顺序优势:逆熵投票在同等计算量下超越并行自洽性
The Sequential Edge: Inverse-Entropy Voting Beats Parallel Self-Consistency at Matched Compute
November 4, 2025
作者: Aman Sharma, Paras Chopra
cs.AI
摘要
我们重新审视语言模型推理的测试时扩展策略,并探讨一个根本性问题:在同等令牌预算和计算资源下,究竟是运行多个独立并行链更优,还是运行较少链但通过序列化步骤迭代优化更佳?通过对5个前沿开源模型和3个具有挑战性的推理基准进行全面评估,我们发现采用显式基于先前尝试的序列化扩展策略,在95.6%的配置中持续优于主流的并行自洽解码范式,准确率最高提升46.7%。此外,我们提出逆熵加权投票法——一种无需训练的新方法,可进一步提升序列化扩展的准确率。该方法通过按推理链逆熵比例加权答案,在超越并行多数投票法的基础上将成功率进一步提升,确立了其作为最优测试时扩展策略的地位。我们的研究结果从根本上挑战了自Wang等人提出自洽解码以来主导测试时扩展的并行推理范式,将序列优化定位为现代大语言模型推理的稳健默认方案,这要求我们在推理时优化方法上进行范式转变。
English
We revisit test-time scaling for language model reasoning and ask a
fundamental question: at equal token budget and compute, is it better to run
multiple independent chains in parallel, or to run fewer chains that
iteratively refine through sequential steps? Through comprehensive evaluation
across 5 state-of-the-art open source models and 3 challenging reasoning
benchmarks, we find that sequential scaling where chains explicitly build upon
previous attempts consistently outperforms the dominant parallel
self-consistency paradigm in 95.6% of configurations with gains in accuracy
upto 46.7%. Further, we introduce inverse-entropy weighted voting, a novel
training-free method to further boost the accuracy of sequential scaling. By
weighing answers in proportion to the inverse entropy of their reasoning
chains, we increase our success rate over parallel majority and establish it as
the optimal test-time scaling strategy.
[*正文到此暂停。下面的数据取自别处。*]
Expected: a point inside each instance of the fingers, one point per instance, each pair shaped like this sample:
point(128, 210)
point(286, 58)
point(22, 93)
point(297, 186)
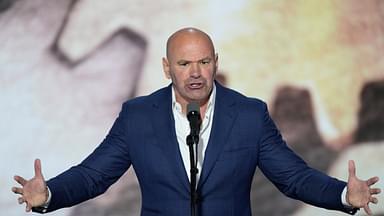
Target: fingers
point(351, 168)
point(17, 190)
point(372, 180)
point(367, 209)
point(20, 200)
point(28, 208)
point(373, 200)
point(38, 168)
point(374, 190)
point(20, 180)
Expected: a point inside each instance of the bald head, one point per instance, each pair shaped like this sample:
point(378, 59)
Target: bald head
point(185, 36)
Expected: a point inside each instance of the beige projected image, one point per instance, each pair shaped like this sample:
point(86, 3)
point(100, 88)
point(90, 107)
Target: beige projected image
point(68, 65)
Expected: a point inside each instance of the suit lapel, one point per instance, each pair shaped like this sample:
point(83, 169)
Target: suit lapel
point(224, 116)
point(164, 126)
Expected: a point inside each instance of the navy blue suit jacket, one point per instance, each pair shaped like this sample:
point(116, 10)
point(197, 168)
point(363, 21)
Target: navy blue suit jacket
point(243, 137)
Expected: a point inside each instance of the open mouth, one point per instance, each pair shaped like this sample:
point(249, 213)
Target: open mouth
point(196, 85)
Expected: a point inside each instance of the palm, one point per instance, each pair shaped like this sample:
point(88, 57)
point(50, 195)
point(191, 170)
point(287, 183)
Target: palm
point(359, 193)
point(34, 191)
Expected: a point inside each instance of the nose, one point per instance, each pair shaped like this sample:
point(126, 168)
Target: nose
point(195, 70)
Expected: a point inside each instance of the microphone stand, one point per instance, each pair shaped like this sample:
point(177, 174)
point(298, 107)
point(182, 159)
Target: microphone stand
point(193, 139)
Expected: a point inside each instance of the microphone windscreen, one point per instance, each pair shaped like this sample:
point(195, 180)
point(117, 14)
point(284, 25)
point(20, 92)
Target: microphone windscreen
point(193, 107)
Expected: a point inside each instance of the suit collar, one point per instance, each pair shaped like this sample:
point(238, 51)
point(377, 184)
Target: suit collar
point(162, 118)
point(224, 115)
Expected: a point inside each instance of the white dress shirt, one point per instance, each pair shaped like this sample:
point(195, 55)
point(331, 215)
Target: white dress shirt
point(183, 130)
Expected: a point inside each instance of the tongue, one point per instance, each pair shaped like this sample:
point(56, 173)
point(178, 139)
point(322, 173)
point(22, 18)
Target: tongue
point(195, 85)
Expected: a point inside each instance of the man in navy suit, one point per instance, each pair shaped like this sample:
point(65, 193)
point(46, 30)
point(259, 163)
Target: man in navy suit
point(237, 135)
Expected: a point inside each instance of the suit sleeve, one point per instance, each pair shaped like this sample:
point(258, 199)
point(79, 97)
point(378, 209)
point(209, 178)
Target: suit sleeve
point(292, 176)
point(97, 172)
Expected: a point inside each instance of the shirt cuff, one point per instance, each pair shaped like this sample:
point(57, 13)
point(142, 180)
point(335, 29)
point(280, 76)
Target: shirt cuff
point(344, 198)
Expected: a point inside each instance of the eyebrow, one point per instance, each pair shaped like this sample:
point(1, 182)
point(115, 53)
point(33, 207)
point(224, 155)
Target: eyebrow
point(183, 61)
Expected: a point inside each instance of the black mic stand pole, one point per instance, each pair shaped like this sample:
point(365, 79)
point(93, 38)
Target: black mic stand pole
point(193, 139)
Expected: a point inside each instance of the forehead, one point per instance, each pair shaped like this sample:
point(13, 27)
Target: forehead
point(190, 46)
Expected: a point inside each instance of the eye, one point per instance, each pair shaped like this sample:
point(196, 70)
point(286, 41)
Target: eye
point(205, 61)
point(183, 63)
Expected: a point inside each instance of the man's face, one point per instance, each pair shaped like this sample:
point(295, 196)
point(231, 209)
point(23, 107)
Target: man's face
point(192, 66)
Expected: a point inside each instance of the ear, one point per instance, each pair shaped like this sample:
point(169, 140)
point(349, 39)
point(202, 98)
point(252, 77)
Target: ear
point(166, 68)
point(216, 63)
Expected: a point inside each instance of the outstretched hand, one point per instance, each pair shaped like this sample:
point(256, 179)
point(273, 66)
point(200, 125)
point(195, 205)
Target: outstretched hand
point(359, 192)
point(33, 192)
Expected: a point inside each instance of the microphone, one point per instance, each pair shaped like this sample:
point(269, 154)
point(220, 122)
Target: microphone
point(193, 115)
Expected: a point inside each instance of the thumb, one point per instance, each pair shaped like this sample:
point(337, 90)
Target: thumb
point(38, 172)
point(351, 168)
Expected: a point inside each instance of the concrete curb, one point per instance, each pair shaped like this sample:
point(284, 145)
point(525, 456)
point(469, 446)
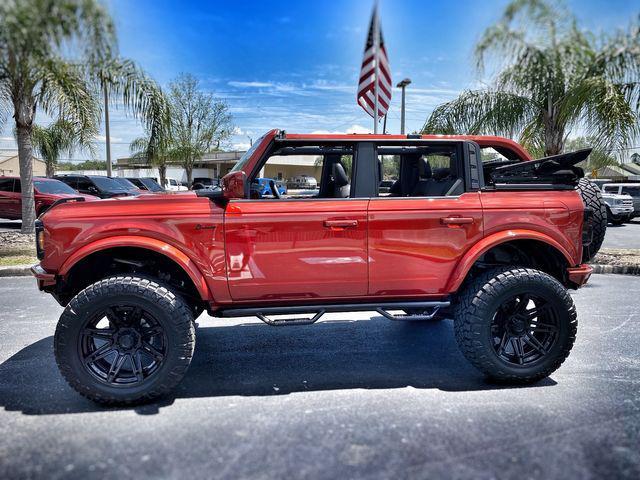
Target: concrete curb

Our findings fundamentally challenge
the parallel reasoning orthodoxy that has dominated test-time scaling since
Wang et al.'s self-consistency decoding (Wang et al., 2022), positioning
sequential refinement as the robust default for modern LLM reasoning and
necessitating a paradigm shift in how we approach inference-time optimization.